Authors: Matt Ball
Event: 2018 TheMHS Conference
Type of resource: Conference Presentations and Papers
Abstract: So often there is a divide between clinical professionals and people with a lived experience; but what might be harnessed from the whisper of the lived experience within the clinical workforce, and how might the lived experience of clinicians inform their work and the human connection with a person in distress? Drawing on experiences of madness and the journey of being a ‘patient’ in the public system, this presentation will consider how such experiences might inform and contribute to a richer and deeper or ‘right understanding’ of someone else’s reality and the development of a new sense of interconnectedness between the person and the clinician.

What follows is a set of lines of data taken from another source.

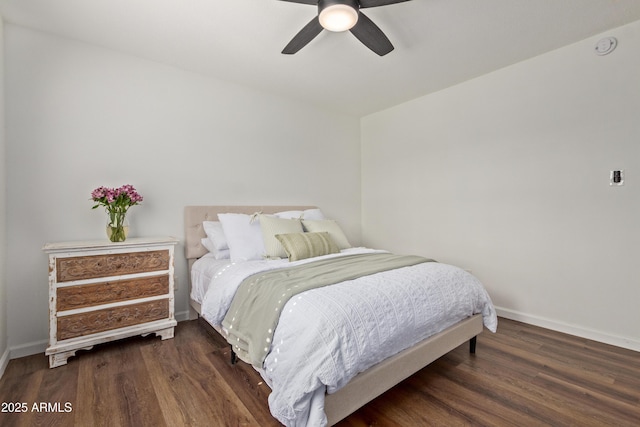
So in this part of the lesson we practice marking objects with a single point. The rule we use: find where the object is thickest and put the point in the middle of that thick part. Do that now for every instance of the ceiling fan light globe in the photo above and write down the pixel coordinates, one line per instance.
(338, 17)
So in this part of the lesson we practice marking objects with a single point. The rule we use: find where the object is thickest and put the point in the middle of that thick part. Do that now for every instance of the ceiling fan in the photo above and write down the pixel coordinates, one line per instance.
(343, 15)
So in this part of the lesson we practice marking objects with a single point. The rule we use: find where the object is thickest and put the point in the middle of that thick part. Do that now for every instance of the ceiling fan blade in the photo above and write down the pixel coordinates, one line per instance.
(371, 36)
(313, 2)
(300, 40)
(375, 3)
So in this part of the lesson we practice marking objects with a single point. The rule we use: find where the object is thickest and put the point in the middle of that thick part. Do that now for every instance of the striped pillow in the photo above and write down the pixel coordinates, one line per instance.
(307, 245)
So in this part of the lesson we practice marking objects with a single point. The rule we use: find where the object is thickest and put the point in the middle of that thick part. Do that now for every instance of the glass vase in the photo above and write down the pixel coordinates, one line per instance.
(118, 229)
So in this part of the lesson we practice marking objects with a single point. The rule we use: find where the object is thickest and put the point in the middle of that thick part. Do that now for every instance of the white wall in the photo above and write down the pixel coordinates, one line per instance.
(79, 116)
(4, 348)
(508, 175)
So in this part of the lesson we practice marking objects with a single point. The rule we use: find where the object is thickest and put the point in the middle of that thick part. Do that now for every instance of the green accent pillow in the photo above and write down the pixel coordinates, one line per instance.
(272, 225)
(331, 227)
(307, 245)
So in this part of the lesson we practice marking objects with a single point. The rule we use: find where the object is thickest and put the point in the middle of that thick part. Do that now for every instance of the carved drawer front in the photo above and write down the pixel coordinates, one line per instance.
(91, 267)
(112, 318)
(73, 297)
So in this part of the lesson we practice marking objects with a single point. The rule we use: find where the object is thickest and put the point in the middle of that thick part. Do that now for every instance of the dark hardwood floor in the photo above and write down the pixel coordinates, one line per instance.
(520, 376)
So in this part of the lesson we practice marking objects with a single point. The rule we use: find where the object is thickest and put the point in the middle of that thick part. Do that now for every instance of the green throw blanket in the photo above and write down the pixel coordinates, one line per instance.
(255, 309)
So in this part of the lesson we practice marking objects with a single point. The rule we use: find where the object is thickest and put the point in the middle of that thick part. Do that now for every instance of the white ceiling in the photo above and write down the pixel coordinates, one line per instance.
(438, 43)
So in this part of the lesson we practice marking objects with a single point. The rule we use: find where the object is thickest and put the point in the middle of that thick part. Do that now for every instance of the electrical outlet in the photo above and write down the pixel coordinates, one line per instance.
(616, 177)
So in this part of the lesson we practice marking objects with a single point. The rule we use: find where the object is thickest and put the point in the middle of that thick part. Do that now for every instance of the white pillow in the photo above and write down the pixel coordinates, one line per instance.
(314, 214)
(216, 240)
(217, 254)
(272, 225)
(244, 236)
(331, 227)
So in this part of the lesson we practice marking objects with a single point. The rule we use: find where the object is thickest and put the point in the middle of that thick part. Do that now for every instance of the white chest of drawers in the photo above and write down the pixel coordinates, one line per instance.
(101, 291)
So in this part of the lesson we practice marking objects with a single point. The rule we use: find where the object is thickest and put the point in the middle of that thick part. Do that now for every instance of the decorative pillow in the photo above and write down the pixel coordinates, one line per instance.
(216, 240)
(244, 236)
(305, 214)
(217, 254)
(271, 226)
(329, 226)
(307, 245)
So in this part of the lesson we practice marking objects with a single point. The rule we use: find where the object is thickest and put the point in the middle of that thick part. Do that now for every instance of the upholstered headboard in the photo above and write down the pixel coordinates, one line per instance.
(194, 215)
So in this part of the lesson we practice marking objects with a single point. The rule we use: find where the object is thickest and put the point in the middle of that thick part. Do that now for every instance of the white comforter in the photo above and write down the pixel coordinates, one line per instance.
(326, 336)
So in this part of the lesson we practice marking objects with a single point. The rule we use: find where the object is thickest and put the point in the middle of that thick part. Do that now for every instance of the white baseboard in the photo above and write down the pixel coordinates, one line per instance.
(182, 316)
(4, 361)
(566, 328)
(28, 349)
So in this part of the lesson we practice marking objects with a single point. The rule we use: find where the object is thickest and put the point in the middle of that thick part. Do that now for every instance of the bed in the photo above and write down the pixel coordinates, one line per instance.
(333, 402)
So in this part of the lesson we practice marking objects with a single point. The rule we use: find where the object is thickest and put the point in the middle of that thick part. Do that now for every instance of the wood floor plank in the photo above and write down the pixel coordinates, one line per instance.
(521, 376)
(192, 396)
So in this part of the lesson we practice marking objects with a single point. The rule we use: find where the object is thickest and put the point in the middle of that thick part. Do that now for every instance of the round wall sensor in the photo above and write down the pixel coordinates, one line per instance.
(606, 45)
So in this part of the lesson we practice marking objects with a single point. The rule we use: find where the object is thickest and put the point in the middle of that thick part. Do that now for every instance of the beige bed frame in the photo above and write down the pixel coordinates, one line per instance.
(376, 380)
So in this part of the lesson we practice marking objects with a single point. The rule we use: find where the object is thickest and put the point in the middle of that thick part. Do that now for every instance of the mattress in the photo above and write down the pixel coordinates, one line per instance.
(326, 336)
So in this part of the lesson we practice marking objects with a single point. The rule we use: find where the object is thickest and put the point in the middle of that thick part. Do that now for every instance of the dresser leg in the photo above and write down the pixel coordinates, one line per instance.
(59, 359)
(165, 334)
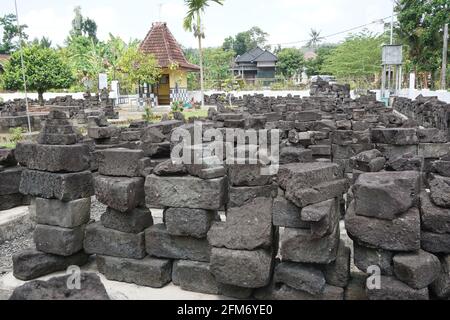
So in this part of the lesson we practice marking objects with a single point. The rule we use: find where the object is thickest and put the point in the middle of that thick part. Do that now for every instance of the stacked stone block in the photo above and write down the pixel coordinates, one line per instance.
(58, 177)
(315, 263)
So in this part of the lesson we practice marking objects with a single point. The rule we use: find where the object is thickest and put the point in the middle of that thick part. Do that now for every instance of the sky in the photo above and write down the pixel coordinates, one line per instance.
(286, 21)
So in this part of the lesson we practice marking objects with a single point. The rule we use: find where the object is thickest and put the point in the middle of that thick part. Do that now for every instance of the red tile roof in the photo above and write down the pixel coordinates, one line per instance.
(160, 42)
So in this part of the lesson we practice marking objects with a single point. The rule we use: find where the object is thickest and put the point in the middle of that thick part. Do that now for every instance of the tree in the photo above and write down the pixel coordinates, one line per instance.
(357, 59)
(44, 69)
(246, 41)
(193, 22)
(420, 26)
(315, 39)
(138, 67)
(10, 33)
(290, 62)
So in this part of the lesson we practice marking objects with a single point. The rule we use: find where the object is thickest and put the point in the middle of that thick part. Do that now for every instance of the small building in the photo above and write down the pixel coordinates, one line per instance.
(172, 85)
(256, 65)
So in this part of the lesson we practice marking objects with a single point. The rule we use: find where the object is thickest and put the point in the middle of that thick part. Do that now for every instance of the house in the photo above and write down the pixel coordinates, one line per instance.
(172, 85)
(3, 59)
(256, 65)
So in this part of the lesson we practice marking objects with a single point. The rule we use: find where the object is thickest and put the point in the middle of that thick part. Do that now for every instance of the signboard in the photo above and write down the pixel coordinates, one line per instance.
(102, 81)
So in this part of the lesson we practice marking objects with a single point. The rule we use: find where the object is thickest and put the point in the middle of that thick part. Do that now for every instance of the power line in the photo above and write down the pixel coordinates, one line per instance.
(337, 33)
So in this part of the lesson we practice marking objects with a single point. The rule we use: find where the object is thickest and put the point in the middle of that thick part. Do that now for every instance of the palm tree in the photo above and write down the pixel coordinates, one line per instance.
(193, 23)
(315, 39)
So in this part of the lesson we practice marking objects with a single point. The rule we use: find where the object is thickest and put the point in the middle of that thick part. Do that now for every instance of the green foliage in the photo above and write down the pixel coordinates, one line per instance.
(246, 41)
(10, 33)
(44, 67)
(216, 67)
(357, 59)
(138, 67)
(290, 62)
(420, 27)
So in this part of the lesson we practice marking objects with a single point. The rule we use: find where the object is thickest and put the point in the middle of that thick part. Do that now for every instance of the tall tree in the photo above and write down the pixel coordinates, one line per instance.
(290, 62)
(11, 33)
(193, 23)
(420, 26)
(315, 39)
(44, 69)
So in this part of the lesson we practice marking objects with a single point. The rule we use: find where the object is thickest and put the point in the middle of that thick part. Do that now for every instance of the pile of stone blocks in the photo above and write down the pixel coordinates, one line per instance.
(57, 176)
(10, 174)
(315, 263)
(191, 204)
(385, 224)
(118, 239)
(244, 245)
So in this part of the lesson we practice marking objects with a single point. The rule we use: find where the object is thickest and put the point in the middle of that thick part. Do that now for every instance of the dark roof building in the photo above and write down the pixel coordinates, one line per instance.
(256, 64)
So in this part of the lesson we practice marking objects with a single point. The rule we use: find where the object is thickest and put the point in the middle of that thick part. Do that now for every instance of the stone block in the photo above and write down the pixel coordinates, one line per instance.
(440, 190)
(298, 245)
(120, 162)
(189, 222)
(147, 272)
(248, 269)
(160, 243)
(64, 187)
(385, 195)
(134, 221)
(434, 219)
(102, 241)
(194, 276)
(365, 257)
(418, 270)
(31, 264)
(247, 228)
(393, 289)
(70, 214)
(54, 158)
(238, 196)
(395, 136)
(301, 277)
(56, 240)
(186, 192)
(400, 234)
(120, 193)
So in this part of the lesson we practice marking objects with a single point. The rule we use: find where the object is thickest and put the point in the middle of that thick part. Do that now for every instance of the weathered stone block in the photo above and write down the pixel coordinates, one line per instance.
(247, 228)
(161, 244)
(248, 269)
(54, 158)
(120, 162)
(189, 222)
(70, 214)
(194, 276)
(186, 192)
(418, 270)
(119, 193)
(366, 257)
(298, 245)
(134, 221)
(400, 234)
(385, 195)
(301, 277)
(56, 240)
(32, 264)
(102, 241)
(148, 272)
(393, 289)
(64, 187)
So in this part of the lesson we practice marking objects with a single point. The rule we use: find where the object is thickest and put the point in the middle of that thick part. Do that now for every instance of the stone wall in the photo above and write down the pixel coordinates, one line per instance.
(232, 230)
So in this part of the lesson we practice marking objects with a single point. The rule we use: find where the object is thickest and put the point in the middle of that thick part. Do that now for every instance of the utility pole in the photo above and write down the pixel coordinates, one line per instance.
(23, 67)
(444, 59)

Additionally, consideration of how the gift of the compassion and love shown in recovery, both as a person in distress and as person trained as a clinician, has informed the development of an approach that appears to lead to what could be called ‘evaporation of Psychosis (Ball and Picot, 20108), within experience of the human to human relationship. Recognising the shared potentials for extreme states (often labelled ‘psychosis’), the shared desires for a ‘co-existing same experience’(ibid) and the possibility for mutual growth, has created spaces in mental health systems for the liminal experience of the ‘psychotic person’ and the ‘professional’ to utilise ritual and creativity as an alternative to the goal orientated roar of the traditional mental health ‘cure’, and witnessing whispers of hope in moments when psychosis appears to evaporate within the human to human relationship.